Я не плачу. Просто сижу в своем темном углу и до самого рассвета, как сумасшедшая собираю из осколков новую раковину. Вышвыриваю из памяти каждое слово, каждую интонацию, разрываю, словно фотографии, воспоминания о его смехе. Избавляюсь от всего, что проникло в уют моего одиночества, беспощадно уничтожаю все, что может представлять угрозу для Евы Шустовой.

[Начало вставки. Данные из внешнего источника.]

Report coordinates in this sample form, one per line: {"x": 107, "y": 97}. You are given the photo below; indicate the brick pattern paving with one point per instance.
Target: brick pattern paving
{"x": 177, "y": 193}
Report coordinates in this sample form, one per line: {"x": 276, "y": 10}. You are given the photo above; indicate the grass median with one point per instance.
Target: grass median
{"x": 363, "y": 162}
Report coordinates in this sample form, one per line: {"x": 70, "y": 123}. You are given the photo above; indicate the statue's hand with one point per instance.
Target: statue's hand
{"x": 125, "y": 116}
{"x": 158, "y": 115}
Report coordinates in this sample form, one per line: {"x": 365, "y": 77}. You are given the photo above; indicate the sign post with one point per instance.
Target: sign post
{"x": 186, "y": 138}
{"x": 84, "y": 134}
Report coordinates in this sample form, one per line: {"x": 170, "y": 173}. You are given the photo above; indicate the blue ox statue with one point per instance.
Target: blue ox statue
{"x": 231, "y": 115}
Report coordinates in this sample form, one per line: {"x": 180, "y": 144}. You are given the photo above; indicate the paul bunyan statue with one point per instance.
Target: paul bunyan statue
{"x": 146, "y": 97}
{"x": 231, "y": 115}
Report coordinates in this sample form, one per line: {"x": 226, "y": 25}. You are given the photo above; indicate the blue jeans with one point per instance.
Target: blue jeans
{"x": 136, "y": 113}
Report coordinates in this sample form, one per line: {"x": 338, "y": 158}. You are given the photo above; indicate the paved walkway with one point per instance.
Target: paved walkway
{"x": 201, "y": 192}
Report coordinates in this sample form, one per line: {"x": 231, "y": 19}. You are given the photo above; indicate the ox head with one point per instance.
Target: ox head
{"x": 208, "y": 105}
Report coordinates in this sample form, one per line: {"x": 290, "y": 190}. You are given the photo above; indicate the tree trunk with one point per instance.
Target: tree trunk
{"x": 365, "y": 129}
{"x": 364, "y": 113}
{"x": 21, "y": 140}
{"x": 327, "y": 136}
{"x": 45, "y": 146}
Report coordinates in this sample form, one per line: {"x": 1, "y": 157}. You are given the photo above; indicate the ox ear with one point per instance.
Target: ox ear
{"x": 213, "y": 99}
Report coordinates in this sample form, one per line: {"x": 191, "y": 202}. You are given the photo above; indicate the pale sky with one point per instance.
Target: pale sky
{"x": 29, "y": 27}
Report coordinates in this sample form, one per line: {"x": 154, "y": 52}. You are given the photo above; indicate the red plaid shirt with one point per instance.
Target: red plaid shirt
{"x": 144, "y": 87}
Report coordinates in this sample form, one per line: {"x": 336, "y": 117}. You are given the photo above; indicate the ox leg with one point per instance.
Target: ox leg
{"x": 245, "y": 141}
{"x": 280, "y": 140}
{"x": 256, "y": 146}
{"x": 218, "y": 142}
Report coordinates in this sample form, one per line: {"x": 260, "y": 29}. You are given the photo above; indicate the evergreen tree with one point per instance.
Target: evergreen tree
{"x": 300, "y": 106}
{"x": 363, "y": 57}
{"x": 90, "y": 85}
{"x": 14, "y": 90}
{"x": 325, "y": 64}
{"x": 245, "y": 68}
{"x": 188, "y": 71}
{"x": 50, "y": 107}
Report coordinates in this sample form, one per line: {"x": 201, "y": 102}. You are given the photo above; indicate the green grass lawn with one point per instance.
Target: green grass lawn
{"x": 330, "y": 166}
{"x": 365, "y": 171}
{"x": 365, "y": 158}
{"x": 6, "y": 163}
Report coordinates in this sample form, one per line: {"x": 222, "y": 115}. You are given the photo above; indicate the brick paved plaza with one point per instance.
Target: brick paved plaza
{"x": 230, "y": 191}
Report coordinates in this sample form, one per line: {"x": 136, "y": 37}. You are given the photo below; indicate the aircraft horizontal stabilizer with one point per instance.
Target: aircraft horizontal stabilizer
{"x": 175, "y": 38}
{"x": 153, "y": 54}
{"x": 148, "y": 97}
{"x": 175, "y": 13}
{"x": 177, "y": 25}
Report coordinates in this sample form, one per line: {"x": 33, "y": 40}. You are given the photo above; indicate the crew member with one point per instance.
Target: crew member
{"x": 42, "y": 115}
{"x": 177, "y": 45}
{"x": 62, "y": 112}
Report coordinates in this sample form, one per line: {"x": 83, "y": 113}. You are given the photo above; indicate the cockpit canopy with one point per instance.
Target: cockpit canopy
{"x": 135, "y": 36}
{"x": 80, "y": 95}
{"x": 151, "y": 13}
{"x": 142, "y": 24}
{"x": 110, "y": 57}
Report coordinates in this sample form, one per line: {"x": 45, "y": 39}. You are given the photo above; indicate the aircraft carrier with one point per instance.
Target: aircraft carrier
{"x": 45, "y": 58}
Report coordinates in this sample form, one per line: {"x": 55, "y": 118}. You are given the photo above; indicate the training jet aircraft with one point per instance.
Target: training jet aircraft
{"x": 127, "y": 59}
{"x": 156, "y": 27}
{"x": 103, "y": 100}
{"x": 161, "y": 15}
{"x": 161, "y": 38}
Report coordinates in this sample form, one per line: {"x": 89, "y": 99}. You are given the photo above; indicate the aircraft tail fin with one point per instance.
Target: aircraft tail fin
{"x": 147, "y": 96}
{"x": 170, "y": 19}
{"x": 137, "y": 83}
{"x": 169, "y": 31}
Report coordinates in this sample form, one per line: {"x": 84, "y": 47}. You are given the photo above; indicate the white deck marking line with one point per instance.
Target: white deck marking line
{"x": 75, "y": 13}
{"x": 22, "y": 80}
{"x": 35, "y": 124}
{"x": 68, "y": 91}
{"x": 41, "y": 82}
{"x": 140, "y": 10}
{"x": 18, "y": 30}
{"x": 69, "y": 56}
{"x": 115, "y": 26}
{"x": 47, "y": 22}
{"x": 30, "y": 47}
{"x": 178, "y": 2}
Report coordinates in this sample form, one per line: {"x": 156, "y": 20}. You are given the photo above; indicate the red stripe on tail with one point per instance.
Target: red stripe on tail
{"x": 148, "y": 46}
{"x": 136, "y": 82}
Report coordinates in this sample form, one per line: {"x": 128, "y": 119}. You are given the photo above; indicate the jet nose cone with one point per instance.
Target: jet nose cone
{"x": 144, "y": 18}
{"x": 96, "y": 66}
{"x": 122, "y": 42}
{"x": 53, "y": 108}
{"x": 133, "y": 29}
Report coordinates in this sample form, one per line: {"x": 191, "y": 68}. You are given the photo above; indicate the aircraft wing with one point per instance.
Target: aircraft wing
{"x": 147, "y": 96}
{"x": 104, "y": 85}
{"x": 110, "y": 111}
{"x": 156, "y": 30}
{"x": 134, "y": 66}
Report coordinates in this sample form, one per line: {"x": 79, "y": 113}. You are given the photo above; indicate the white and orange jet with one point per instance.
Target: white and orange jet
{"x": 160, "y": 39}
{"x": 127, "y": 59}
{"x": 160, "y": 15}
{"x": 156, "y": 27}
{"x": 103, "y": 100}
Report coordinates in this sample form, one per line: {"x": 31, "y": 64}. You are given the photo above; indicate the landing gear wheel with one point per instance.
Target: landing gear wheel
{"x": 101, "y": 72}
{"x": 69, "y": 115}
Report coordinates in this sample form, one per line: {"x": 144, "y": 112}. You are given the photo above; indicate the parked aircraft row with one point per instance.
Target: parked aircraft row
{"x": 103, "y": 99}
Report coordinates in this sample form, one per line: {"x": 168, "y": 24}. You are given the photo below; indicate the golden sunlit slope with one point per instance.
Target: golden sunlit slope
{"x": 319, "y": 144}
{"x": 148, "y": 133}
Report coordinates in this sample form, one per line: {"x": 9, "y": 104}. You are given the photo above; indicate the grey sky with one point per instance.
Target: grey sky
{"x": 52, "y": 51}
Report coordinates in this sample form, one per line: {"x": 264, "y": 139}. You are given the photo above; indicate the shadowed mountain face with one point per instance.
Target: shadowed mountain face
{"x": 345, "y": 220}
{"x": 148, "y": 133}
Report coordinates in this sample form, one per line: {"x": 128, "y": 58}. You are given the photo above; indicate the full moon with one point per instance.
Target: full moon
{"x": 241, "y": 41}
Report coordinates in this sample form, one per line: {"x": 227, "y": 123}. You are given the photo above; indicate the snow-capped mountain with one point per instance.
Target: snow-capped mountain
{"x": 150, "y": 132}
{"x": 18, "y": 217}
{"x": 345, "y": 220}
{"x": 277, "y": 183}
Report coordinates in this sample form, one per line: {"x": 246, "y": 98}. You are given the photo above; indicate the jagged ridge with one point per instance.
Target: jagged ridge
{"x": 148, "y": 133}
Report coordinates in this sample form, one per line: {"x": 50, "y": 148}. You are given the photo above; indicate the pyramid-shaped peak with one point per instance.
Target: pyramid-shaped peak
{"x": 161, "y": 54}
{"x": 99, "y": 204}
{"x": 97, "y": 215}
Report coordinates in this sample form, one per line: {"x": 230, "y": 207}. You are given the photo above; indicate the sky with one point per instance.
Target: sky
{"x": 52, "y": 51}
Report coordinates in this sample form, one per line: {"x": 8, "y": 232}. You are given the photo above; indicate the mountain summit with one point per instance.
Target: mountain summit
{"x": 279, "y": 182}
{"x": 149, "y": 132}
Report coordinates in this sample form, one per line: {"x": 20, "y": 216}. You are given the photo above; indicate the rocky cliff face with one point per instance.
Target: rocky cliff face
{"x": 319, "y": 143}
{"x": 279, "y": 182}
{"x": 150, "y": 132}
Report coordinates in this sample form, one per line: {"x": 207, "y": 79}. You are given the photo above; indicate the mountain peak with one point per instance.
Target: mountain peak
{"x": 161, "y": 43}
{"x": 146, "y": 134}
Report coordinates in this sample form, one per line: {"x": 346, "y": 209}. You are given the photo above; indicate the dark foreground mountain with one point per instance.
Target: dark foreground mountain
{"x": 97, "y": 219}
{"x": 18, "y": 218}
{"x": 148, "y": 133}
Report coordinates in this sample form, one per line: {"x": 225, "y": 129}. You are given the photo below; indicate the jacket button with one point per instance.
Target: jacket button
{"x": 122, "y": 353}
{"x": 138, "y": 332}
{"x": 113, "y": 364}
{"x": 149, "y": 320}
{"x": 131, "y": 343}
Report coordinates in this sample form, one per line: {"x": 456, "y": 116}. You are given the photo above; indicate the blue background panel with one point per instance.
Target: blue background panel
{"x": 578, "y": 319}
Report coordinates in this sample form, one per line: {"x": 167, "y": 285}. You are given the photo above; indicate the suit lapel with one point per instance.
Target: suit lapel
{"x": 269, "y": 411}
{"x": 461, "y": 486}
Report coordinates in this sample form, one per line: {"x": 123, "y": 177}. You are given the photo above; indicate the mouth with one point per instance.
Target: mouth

Я избавляюсь от Осени.
И когда я застываю окончательно, остается последнее.
Мне уже не больно удалять его сообщения. Мне уже не больно удалить номер его телефона. Мне больше не нужен и этот номер: достаю карту из телефона и разламываю ее пополам.
Где-то глубоко внутри меня рыдает Осень, просит не рушить мосты, оставить хоть что-нибудь, но я безразлично закрываю за ней дверь.
Я — Ева Шустова. И я не боюсь одиночества, потому что одиночество — мой лучший и самый верный любовник.
Глава восемнадцатая: Ветер
И о чем я только думал?
Понимаю, что начинаю вляпываться в эти отношения, когда, как дурак, жду ее звонка всю чертову среду. Все время тянусь к телефону, проверяю: вдруг, не услышал? Дергаюсь от каждого сигнала.
Потом Осень пишет, что сегодня у нее не получается забрать мой подарок. И меня словно со всего размаху лупят кувалдой по голове. Вижу себя со стороны: волнуюсь из-за женщины, которую даже не знаю, которая, как я себе придумал, заинтересована мной. Которая, как мне казалось, видит во мне кого-то важного.
Но дело все равно не в Осени. Я прекрасно отдаю себе отчет в том, что она может быть занята, и у нее полно повседневных забот. С ней все понятно.
Дело во мне. В том, что я забылся. И вот, пожалуйста: внутри горчит, как будто вскрытую рану щедро посыпали перцем.